Communist l'Humanité's front page is a bit of a contradiction: "Problems on all fronts", reads the headline, a reference to the complaints in the background at yesterday's sun-drenched marches to mark International Labour Day. But the crowds of protestors look as happy as Laurence, enjoying the festive atmosphere and the good weather.

The extreme right National Front were out in force yesterday as well. Libé says the new party leader, Marine Le Pen, making her first Mayday address to the faithful at the foot of the statue of Jean d'Arc here in Paris, having first warned all local party committees not to send any delegates in army uniforms or with skinhead haircuts.

Le Monde looks at suspicions of censorship at the publicly-owned France Television network. The whole operation is run by a man appointed by the French president, Nicolas Sarkozy.

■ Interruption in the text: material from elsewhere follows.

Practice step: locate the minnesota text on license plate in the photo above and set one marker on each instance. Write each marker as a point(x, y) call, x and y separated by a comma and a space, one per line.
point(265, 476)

Since his arrival, said appointee has sacked the organisation's head of news. And he has now killed off two weekly news magazines. The TV station says the decisions have nothing whatsoever to do with political censorship, and are simply a reflection of the decline of the audience for the two programmes.

Also censored, and not for political reasons either, are human attempts to establish contact with life-forms elsewhere in the universe. Since 2007, the Alien Telescope Array, based in California, has been analysing signals from deep space, hoping to find evidence that we are not the only inhabitants of everything that there is. The basic assumption, that anything out there would communicate in the same way that we do, with technological means at least similar to the one used by earthlings, is at least open to question, but that has not stopped the project from swallowing a total of 25 million dollars in just four years, with not a peep to report, not even an engaged tone or a request to leave a message.

But then, would hyper-intelligent amonia-breathing nitrogenous beings who live in temperatures of minus 2,000 degrees centigrade understand the question.

What is certain, is that the project needs at least 2.5 million dollars per year if it is to keep going. Microsoft financed the first four years, perhaps hoping to capture the software market to any intelligent populations discovered by the project.